Do I bundle this thing and put it in pip? Am I now expecting
someone else will pip install it globally to run it on their
system? Of course not, because everything python should be safely
stored away in a virtual environment. But I don't want them to
write a program that uses my program as a library. I just want to
invoke it? Does that change the rules? Will my app's dependencies
then pollute their system?
And then I throw my hands in the air and give up and do something
else.
Well, recently I decided I wanted to work on a side-project on
cosmic that khuxkm started in python: an anonymous remailer that
actually works over email. We'd gone down this path in the past
and it almost worked. I had motivation and wanted to see it
through. Immediately I knew I was about to hit that problem from
above, though. In fact, I was going to hit it with even more
complications.
See, in order to handle incoming mail and pass it off to a script
I was using a feature of ~/.forward that lets you do that. The
.forward file works just like the aliases system file, but only on
the right-hand side of an alias definition. That means you can do
more than just specify an email or emails to deliver the mail to,
you can pipe it to a script like so:
|/home/anonhmmst/mailhandler/parse_email.py
That leading pipe is important. It's also important to know that
scripts invoked this way are passed the contents of the incoming
mail, but invoked by the 'nobody' user. That's a security thing
and for the best, but it complicated my script running.
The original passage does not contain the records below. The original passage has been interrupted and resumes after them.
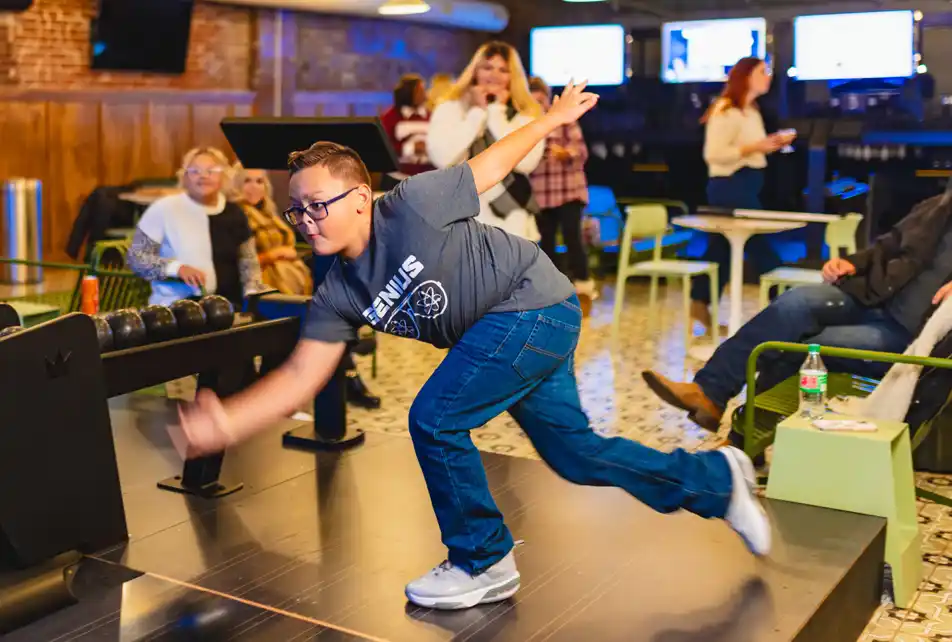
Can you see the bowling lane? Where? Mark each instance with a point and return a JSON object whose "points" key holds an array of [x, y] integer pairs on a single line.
{"points": [[117, 605]]}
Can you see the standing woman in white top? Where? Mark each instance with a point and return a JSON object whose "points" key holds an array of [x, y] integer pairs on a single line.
{"points": [[490, 99], [736, 146]]}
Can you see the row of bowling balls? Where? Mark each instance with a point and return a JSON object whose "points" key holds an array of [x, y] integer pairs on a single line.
{"points": [[130, 328]]}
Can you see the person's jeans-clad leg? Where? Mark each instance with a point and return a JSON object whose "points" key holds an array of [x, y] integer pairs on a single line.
{"points": [[552, 417], [523, 361], [801, 312], [874, 330], [570, 221]]}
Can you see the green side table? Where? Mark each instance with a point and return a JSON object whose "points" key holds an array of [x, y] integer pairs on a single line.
{"points": [[859, 472]]}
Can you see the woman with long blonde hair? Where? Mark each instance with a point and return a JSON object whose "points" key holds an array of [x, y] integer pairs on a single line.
{"points": [[490, 100], [196, 239], [281, 267]]}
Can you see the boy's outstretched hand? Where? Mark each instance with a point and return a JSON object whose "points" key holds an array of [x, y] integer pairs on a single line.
{"points": [[572, 104], [203, 427]]}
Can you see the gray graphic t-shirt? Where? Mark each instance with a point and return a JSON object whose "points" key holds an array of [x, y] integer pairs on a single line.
{"points": [[431, 271]]}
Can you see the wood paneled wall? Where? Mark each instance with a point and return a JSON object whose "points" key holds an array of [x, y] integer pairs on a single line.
{"points": [[75, 141], [341, 103]]}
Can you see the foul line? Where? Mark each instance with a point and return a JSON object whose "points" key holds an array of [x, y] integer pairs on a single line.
{"points": [[258, 605]]}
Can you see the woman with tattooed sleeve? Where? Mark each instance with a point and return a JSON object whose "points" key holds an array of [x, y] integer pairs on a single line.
{"points": [[197, 238]]}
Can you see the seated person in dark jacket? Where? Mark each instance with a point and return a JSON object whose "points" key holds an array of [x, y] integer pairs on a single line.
{"points": [[876, 299]]}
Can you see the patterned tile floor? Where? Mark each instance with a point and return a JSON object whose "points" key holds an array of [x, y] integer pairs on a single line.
{"points": [[618, 403]]}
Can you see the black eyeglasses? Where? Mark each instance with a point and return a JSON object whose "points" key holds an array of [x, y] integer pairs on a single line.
{"points": [[316, 211]]}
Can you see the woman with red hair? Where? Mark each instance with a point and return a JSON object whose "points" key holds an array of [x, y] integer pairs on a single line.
{"points": [[736, 146]]}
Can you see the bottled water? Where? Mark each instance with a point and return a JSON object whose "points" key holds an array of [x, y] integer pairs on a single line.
{"points": [[813, 384]]}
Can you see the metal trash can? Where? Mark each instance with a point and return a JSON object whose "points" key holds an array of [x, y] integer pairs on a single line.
{"points": [[21, 230]]}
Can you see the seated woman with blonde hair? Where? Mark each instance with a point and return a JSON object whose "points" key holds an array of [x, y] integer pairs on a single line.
{"points": [[281, 267], [196, 240]]}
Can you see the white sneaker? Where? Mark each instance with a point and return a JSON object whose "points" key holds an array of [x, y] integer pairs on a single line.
{"points": [[449, 587], [745, 513]]}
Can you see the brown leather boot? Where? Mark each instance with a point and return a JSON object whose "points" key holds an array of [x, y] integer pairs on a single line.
{"points": [[686, 396]]}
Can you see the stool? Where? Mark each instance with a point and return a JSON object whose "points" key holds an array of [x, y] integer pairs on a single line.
{"points": [[859, 472]]}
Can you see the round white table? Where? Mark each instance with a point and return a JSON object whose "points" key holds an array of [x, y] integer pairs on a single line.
{"points": [[737, 231]]}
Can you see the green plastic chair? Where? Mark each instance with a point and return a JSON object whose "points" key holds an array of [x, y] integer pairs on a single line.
{"points": [[782, 401], [650, 220], [839, 235]]}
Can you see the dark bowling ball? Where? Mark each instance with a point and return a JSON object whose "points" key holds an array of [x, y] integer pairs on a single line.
{"points": [[204, 619], [160, 324], [103, 333], [128, 329], [219, 311], [13, 329], [190, 317]]}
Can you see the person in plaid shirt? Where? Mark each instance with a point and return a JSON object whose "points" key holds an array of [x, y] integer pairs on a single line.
{"points": [[560, 188]]}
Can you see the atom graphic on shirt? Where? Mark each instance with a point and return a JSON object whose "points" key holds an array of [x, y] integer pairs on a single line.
{"points": [[402, 328], [426, 301], [429, 300]]}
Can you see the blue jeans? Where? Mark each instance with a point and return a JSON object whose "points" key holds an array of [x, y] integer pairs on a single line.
{"points": [[740, 190], [523, 362], [821, 314]]}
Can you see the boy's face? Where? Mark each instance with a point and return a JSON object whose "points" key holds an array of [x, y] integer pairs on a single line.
{"points": [[338, 225]]}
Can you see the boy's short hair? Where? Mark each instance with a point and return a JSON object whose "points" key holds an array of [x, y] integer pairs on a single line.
{"points": [[537, 84], [342, 162]]}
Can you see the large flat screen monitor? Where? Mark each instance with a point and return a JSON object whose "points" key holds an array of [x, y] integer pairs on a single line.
{"points": [[705, 50], [584, 52], [848, 46]]}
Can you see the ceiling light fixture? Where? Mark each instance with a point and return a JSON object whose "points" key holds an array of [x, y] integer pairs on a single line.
{"points": [[403, 7]]}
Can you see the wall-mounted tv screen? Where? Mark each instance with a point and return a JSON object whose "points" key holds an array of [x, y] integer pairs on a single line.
{"points": [[584, 52], [705, 50], [141, 35], [847, 46]]}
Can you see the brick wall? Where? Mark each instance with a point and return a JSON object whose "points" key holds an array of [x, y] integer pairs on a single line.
{"points": [[48, 47], [342, 53]]}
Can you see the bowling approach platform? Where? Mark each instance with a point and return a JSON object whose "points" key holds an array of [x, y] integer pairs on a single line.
{"points": [[320, 547]]}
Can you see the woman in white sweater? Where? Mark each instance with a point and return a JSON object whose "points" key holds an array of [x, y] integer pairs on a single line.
{"points": [[736, 146], [490, 99]]}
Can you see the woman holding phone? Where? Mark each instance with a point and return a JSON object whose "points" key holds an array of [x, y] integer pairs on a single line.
{"points": [[736, 147]]}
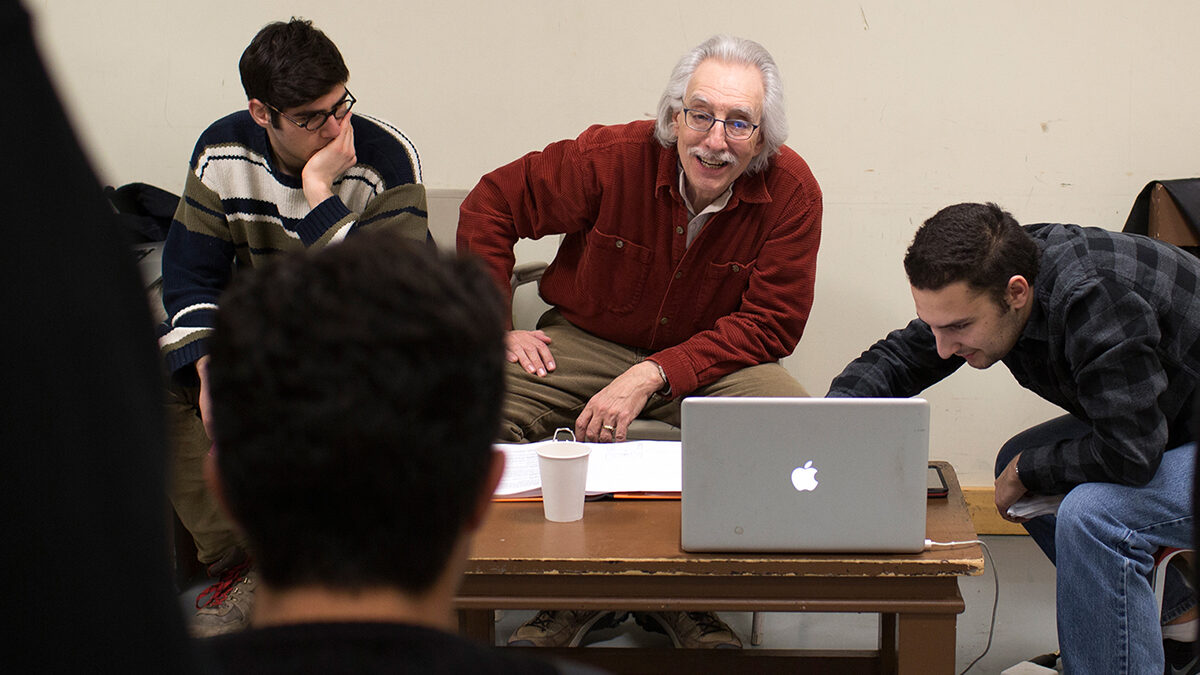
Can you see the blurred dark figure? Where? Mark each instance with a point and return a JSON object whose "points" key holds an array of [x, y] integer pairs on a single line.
{"points": [[81, 408]]}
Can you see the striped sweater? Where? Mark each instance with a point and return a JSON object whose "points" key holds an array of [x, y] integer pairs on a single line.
{"points": [[239, 209]]}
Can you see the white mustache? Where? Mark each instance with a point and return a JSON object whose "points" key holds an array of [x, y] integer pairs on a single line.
{"points": [[714, 157]]}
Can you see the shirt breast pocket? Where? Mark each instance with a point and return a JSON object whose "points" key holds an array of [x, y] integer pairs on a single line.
{"points": [[724, 285], [617, 269]]}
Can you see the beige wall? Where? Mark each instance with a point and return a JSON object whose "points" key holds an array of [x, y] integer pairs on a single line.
{"points": [[1059, 111]]}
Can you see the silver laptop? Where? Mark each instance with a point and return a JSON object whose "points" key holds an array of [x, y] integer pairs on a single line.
{"points": [[804, 475]]}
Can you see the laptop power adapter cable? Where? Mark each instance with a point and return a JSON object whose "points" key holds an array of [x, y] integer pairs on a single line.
{"points": [[995, 598]]}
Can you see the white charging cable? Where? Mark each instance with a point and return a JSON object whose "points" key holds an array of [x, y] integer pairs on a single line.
{"points": [[995, 599]]}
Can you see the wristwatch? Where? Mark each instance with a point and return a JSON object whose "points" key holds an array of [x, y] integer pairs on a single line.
{"points": [[666, 386]]}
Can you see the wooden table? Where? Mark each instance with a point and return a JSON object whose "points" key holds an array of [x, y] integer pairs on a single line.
{"points": [[625, 555]]}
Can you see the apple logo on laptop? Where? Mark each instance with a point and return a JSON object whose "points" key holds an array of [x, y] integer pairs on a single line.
{"points": [[804, 477]]}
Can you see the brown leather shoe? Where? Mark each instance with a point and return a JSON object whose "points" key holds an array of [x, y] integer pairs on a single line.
{"points": [[690, 629]]}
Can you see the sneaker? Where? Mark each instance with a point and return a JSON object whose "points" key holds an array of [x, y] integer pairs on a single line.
{"points": [[561, 628], [225, 605], [690, 629], [1181, 658], [1053, 661]]}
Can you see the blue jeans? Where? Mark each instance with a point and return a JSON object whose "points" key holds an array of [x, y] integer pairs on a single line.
{"points": [[1103, 543]]}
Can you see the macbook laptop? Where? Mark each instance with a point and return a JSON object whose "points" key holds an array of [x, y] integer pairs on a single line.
{"points": [[804, 475]]}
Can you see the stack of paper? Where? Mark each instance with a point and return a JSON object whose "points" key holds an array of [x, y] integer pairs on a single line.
{"points": [[635, 466]]}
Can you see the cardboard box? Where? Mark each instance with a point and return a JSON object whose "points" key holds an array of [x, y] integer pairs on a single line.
{"points": [[1167, 222]]}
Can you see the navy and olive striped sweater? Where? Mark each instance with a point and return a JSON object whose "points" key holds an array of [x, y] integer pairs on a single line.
{"points": [[238, 208]]}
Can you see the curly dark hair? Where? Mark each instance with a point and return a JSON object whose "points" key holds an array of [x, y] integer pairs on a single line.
{"points": [[357, 394], [291, 64], [981, 244]]}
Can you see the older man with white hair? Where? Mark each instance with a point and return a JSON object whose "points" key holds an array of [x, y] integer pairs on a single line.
{"points": [[687, 269]]}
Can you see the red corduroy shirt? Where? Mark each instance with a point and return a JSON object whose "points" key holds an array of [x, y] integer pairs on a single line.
{"points": [[739, 296]]}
If I used the anonhmmst user and installed python packages for
this parse_email.py script at the user-level they wouldn't work
when invoked by nobody. I needed to set up a virtual environment
to get everything bundled, but I also needed a way to invoke it
without having to manually activate the virtual environment first.
The solution turned out to be pretty simple:
- make the python script executable
- point the hashbang at the virtual environment python binary
In my case:
#!/home/anonhmmst/mailhandler/env/bin/python3
I had to do a bit more work on cosmic with the sudoers file to
enable the nobody user to run some cosmic-specific scripts, but
the virtual-environment setup was the big take-away. It doesn't
solve all my python packaging woes, but it fixed this one nicely.
What about you? What do you do in these situations? Do you pip
install binaries as your user without virtual environments for
utilities or do you wrap them in a virtual environment somehow?
How do you distribute your own projects?